DACA, or the Deferred Action for Childhood Arrivals program, was created by the Obama administration in 2012 to grant temporary protection to some immigrants who were illegally brought to the U.S. as children. Congress had a chance to make those protections permanent, but it didn’t.
Over the years, the temporary protections have been caught in the crosscurrents of lawsuits. The latest filing in a federal court in Brownsville is another signal of just how fragile this program is.
Every two years, DACA recipients must reapply to renew their protections and work permits, a reminder of how unfinished America’s promise remains.
According to U.S. Citizenship and Immigration Services, more than half a million immigrants are enrolled in DACA, with Texas home to the second-largest group of recipients after California. The average age of DACA recipients is 31. Many of those who fought for the program in its earliest years are in their 30s or 40s, raising families and building careers.

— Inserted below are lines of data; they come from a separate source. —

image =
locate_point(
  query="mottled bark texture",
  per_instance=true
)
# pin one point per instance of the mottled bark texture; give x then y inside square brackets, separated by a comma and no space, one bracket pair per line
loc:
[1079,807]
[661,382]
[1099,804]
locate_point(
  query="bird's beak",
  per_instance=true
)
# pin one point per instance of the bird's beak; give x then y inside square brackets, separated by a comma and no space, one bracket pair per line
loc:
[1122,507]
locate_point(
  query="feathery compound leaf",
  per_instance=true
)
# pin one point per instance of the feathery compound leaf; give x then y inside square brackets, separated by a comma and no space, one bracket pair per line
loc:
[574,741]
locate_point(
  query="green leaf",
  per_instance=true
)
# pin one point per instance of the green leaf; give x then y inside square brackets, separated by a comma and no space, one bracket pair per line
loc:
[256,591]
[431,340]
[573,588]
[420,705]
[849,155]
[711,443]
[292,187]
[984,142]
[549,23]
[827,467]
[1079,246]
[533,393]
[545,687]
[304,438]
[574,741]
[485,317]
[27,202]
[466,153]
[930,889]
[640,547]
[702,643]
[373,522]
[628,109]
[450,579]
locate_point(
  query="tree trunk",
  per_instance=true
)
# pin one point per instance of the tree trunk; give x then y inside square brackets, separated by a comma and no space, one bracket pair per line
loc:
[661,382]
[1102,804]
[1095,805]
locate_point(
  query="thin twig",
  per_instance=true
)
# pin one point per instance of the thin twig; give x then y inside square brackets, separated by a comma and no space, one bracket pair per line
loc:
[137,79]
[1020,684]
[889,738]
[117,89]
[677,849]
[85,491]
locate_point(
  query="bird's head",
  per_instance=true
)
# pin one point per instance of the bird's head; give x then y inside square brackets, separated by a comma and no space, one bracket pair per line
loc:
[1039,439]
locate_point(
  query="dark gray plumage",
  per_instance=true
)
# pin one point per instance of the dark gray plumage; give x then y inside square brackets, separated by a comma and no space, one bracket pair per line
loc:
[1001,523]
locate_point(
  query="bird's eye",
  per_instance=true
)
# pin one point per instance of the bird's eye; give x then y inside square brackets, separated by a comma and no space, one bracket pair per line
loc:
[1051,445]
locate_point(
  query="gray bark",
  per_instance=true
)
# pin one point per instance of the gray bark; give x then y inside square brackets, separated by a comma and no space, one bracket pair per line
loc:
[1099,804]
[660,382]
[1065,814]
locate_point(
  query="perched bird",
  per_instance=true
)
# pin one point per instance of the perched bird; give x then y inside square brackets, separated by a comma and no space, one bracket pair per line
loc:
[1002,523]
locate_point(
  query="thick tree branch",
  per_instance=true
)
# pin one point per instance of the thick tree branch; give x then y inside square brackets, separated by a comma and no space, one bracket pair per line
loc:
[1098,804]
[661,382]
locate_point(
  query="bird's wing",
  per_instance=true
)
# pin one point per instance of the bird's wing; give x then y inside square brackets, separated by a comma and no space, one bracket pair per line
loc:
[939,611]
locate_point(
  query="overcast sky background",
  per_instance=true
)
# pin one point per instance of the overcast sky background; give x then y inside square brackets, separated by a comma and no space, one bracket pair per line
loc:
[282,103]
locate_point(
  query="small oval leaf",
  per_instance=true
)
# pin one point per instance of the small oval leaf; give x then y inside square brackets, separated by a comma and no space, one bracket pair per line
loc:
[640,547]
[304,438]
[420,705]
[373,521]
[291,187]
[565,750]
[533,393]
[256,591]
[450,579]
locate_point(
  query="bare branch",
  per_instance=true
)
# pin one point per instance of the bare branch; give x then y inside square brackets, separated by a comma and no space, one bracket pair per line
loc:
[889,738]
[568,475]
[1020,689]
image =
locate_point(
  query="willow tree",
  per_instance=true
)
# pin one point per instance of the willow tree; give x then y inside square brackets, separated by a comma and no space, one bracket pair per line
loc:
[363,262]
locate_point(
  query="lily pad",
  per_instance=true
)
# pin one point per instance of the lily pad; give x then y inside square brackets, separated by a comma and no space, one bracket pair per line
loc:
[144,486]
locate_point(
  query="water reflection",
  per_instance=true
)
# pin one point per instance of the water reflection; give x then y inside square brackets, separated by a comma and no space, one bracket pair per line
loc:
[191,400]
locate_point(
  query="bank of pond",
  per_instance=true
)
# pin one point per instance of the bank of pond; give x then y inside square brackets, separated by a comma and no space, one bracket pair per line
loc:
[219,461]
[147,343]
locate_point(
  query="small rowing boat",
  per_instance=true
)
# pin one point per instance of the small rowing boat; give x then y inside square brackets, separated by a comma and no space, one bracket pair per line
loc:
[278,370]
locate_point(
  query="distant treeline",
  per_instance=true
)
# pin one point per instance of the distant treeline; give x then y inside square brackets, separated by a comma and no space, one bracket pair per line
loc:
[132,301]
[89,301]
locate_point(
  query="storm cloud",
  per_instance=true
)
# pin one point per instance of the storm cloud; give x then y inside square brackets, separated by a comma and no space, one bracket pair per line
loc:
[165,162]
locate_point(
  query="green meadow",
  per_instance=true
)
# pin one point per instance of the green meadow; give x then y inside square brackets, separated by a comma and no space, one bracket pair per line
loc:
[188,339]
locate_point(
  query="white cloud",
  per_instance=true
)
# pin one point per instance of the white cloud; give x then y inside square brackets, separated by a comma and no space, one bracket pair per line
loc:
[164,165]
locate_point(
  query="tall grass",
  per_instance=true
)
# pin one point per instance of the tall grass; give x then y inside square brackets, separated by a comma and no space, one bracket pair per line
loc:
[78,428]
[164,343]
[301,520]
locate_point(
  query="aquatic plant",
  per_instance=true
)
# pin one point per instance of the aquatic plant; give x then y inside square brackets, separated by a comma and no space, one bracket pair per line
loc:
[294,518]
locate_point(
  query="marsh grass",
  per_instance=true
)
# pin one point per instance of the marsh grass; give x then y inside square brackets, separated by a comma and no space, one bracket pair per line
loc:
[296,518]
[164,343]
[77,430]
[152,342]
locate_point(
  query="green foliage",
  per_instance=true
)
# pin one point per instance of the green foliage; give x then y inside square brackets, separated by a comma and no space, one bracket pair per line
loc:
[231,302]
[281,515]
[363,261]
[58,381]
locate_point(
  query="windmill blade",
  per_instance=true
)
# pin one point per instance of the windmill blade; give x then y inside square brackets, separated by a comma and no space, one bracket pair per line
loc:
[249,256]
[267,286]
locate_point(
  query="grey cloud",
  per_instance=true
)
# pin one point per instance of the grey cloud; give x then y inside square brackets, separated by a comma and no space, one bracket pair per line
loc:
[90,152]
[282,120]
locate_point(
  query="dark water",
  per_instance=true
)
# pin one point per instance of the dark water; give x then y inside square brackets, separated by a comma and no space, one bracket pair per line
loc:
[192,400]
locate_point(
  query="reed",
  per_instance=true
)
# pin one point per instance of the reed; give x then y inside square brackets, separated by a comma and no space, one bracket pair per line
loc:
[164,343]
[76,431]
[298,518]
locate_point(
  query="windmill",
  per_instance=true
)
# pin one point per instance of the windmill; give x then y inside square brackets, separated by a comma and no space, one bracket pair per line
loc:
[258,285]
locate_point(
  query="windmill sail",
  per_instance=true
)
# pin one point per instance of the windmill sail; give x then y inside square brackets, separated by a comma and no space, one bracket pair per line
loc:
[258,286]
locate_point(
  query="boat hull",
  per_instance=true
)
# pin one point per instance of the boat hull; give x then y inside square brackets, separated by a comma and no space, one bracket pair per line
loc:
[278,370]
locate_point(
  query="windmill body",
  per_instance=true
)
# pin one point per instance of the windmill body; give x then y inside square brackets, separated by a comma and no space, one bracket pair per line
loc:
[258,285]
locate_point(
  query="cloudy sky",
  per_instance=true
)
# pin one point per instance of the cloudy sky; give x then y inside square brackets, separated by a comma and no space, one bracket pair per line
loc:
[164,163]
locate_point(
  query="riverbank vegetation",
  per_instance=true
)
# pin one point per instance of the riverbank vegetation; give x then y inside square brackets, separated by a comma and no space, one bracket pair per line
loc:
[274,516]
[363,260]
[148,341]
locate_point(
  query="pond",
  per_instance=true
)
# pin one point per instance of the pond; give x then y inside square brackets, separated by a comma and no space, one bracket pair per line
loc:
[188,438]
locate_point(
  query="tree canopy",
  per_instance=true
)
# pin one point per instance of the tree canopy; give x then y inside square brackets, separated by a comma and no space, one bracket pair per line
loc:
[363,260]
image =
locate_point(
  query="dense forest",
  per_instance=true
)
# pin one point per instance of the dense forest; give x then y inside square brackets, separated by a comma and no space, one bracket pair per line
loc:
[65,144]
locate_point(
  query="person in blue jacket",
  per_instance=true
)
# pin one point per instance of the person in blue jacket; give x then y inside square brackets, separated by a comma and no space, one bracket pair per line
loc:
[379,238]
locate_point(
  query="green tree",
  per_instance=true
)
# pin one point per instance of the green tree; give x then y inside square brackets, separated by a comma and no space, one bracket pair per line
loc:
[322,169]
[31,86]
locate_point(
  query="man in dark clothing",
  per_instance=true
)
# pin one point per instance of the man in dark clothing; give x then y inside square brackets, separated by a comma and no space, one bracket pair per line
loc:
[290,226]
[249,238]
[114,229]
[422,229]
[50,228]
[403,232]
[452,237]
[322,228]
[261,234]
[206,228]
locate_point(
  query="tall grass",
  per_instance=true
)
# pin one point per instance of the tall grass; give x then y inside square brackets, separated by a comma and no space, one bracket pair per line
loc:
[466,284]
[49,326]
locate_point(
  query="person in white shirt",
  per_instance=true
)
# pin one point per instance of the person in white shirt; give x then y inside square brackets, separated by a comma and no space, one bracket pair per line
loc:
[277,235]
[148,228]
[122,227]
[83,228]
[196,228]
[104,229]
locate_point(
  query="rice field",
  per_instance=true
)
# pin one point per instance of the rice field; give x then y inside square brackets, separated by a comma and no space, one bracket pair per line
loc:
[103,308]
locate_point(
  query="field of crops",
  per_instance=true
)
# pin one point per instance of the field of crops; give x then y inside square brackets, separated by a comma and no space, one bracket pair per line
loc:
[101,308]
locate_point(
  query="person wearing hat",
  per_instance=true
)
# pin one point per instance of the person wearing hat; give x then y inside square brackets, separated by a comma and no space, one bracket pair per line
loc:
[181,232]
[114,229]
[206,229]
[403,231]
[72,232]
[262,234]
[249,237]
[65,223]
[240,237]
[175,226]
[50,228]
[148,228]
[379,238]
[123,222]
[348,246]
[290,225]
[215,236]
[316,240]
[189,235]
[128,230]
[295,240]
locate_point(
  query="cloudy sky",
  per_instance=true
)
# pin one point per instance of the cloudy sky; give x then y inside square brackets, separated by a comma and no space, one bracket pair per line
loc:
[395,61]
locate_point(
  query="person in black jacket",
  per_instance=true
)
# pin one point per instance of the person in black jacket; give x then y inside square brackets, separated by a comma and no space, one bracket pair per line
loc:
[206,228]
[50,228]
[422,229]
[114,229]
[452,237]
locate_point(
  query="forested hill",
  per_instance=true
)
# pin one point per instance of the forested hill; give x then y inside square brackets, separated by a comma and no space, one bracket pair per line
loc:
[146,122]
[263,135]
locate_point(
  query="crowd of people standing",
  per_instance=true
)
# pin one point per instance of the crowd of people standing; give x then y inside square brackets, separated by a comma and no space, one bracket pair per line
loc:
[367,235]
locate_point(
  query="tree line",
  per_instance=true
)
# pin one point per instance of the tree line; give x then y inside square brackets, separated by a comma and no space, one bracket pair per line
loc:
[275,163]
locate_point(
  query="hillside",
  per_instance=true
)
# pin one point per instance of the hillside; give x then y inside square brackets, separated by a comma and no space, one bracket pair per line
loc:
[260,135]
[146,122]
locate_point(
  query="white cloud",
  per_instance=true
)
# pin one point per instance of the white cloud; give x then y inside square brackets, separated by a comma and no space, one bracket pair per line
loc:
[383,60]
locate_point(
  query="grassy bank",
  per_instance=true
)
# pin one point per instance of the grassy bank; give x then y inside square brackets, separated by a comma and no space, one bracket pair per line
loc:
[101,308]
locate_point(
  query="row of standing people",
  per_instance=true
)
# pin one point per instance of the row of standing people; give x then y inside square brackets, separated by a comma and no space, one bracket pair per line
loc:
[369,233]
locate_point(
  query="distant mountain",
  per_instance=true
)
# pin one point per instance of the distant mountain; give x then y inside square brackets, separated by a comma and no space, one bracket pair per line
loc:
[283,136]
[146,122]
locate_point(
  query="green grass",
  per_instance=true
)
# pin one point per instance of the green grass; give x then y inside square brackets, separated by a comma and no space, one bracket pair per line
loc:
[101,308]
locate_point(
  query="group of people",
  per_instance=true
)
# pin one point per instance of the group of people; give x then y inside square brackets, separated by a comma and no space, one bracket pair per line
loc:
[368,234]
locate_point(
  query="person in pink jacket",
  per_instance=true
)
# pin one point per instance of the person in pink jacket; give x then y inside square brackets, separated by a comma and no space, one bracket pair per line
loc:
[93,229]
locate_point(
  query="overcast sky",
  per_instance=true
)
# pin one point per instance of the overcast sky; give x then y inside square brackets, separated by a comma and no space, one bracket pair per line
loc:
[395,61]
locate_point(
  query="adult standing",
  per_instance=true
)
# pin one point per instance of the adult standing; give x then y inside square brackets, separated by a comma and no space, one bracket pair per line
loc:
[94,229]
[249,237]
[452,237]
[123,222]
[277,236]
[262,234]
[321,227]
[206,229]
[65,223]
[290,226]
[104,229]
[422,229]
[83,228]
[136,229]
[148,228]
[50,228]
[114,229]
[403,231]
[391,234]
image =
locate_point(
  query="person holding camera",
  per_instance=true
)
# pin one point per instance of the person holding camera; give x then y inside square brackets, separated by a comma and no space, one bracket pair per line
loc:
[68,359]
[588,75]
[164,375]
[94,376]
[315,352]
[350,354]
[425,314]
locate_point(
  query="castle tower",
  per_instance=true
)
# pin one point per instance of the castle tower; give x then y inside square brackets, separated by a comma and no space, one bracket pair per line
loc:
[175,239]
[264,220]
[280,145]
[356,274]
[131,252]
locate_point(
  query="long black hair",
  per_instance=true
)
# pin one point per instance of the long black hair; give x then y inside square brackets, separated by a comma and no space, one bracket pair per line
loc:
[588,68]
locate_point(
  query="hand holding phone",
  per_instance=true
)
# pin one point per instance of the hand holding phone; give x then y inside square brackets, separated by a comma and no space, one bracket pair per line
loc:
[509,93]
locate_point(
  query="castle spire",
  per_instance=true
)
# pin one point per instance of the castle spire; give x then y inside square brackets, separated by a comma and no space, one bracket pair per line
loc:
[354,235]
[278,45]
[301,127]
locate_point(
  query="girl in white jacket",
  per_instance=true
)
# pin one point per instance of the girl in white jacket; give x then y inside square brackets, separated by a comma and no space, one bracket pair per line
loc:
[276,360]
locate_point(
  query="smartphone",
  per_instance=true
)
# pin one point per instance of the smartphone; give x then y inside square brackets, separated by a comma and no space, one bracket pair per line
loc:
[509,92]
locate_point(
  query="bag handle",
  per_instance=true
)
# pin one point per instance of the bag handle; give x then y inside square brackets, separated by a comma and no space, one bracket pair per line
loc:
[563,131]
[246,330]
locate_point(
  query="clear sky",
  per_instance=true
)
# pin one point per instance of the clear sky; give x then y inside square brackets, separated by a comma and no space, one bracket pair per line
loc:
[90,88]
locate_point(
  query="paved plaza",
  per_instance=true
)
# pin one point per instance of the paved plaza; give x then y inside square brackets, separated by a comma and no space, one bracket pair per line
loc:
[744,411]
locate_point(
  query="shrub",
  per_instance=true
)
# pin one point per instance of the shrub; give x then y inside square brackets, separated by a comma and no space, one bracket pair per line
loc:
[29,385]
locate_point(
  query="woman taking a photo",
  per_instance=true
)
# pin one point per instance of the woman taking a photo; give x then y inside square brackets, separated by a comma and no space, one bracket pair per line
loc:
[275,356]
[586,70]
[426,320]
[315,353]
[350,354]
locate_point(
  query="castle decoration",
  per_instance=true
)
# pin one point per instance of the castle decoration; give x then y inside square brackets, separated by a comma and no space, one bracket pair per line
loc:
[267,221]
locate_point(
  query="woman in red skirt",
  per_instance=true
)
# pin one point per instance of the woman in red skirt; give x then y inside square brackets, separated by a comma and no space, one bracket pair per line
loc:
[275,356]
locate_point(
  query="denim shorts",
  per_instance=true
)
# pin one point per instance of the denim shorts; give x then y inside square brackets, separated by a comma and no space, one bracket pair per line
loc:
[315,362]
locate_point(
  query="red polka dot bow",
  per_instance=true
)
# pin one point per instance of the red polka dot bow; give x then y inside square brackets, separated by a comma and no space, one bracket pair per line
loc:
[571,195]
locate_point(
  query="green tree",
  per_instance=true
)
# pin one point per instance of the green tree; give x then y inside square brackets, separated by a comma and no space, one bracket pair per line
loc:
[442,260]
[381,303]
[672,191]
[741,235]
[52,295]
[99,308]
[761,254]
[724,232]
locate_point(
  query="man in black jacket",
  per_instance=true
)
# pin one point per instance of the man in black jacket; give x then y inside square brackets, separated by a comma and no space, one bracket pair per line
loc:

What was once a fight for access to education is now about the ability to provide for a family and keep a household together. DACA recipients are not just young people trying to go to college. They are parents, taxpayers, homeowners, and workers who have deep roots in this nation.
Even President Donald Trump, who tried to end the program, has acknowledged the need for a pathway to citizenship for DACA recipients. At one point, there was a bipartisan coalition in Congress that could have pushed legislation across the finish line.
In 2018, lawmakers came close with a proposal that would have offered DACA recipients permanent legal status in exchange for tougher border security measures. But politics got in the way.
We didn’t act when we had a chance, before the hyperpartisan era we are in now. For too long, we have governed for political gain no matter the cost, compromising this nation’s sense of humanity and its economic future in the name of settling scores.
There is nothing wise about forcing people, brought here through no fault of their own, to live in legal limbo, tentatively planning for a future that may collapse with the next court ruling. Yet DACA recipients keep the faith. If only we would deliver.